Chair Meri Huws said the council's launch of an "English-only" website had contributed to "serious doubts" about its commitment to the language.
Visitors to Merthyr Tydfil council's Welsh-language website are told it is still under development.
The authority council said it would work with the language board.
People clicking on the Welsh-language section of Merthyr Tydfil council's website, launched last October, are greeted with a bilingual English-Welsh message.
In English it reads: "The Welsh language version of our corporate website is under development and will be temporarily unavailable until further notice.
"Council documents are available in welsh [sic] upon request so please get in touch with our Customer Contact Centre who will be able to assist you."
Ms Huws said the language board had received a number of complaints in November and December last year that "raised doubts" about the council's implementation of its Welsh-language policies.
In a letter to a local member of Welsh Language Society (Cymdeithas yr Iaith Gymraeg) she said the board has been in formal correspondence with the local authority "following its decision to launch a new website in English only in October".
She added: "The case of the website and the allegations and complaints which have been received by the board in recent weeks raise serious doubts about the council's fulfilment of its language scheme."

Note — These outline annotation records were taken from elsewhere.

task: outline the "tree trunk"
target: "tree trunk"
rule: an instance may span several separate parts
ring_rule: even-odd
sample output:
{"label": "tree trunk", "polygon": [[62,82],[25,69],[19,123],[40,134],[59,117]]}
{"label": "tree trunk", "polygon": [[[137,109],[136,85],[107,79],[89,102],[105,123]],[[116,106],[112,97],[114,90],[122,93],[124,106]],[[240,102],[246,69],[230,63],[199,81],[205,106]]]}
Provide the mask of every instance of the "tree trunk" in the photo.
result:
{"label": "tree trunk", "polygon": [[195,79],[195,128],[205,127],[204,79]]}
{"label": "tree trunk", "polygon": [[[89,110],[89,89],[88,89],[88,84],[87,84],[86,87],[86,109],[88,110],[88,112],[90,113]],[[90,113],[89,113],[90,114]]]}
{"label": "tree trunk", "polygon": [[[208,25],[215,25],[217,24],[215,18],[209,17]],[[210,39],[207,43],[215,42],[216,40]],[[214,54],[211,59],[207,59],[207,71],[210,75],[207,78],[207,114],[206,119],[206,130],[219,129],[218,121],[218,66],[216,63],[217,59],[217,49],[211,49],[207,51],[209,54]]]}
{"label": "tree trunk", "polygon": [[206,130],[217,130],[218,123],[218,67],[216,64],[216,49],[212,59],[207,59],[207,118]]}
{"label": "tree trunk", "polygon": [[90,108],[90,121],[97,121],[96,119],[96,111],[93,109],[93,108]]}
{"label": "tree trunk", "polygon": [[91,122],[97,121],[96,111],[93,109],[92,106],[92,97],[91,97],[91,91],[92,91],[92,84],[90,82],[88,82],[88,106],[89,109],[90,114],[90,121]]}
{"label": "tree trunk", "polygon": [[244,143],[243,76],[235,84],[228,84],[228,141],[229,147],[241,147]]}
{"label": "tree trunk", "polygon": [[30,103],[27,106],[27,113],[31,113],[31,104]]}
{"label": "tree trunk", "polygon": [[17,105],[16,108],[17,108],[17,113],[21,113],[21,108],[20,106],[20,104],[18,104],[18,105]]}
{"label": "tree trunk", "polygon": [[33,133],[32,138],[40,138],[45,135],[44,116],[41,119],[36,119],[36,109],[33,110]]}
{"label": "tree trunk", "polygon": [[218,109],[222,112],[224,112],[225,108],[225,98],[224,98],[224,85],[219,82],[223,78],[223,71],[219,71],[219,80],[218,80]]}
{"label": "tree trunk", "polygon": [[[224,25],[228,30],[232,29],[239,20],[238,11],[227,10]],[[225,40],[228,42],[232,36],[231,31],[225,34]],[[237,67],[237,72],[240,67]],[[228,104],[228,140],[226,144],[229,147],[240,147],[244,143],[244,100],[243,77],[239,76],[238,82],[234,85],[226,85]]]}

Ms Huws said the inquiry would look at the council's use of Welsh in printed material, meetings and communications.
Bethan Williams, the chair of the Welsh Language Society, has accused Merthyr Tydfil council of "undermining the language at a community level".
She said: "With so many children going through Welsh medium education, the council is not only letting the public down, but also missing the opportunity to use the skills of the next generation.
"A generation, many of whom will come out of the education system fluent in Welsh.
"The council has a chance to provide work and keep local young people in the area by using their unique skills. It doesn't make economic or linguistic sense for them not to change their behaviour."
Ms Williams said the society was conducting its own survey in the area as it believed "there are similar problems in many local authorities in the south".
A Merthyr Tydfil council spokesperson said: "The Welsh Language Board is looking at issues with the local authority in respect of the council's Welsh-language scheme, and we will be working with them in respect of these issues."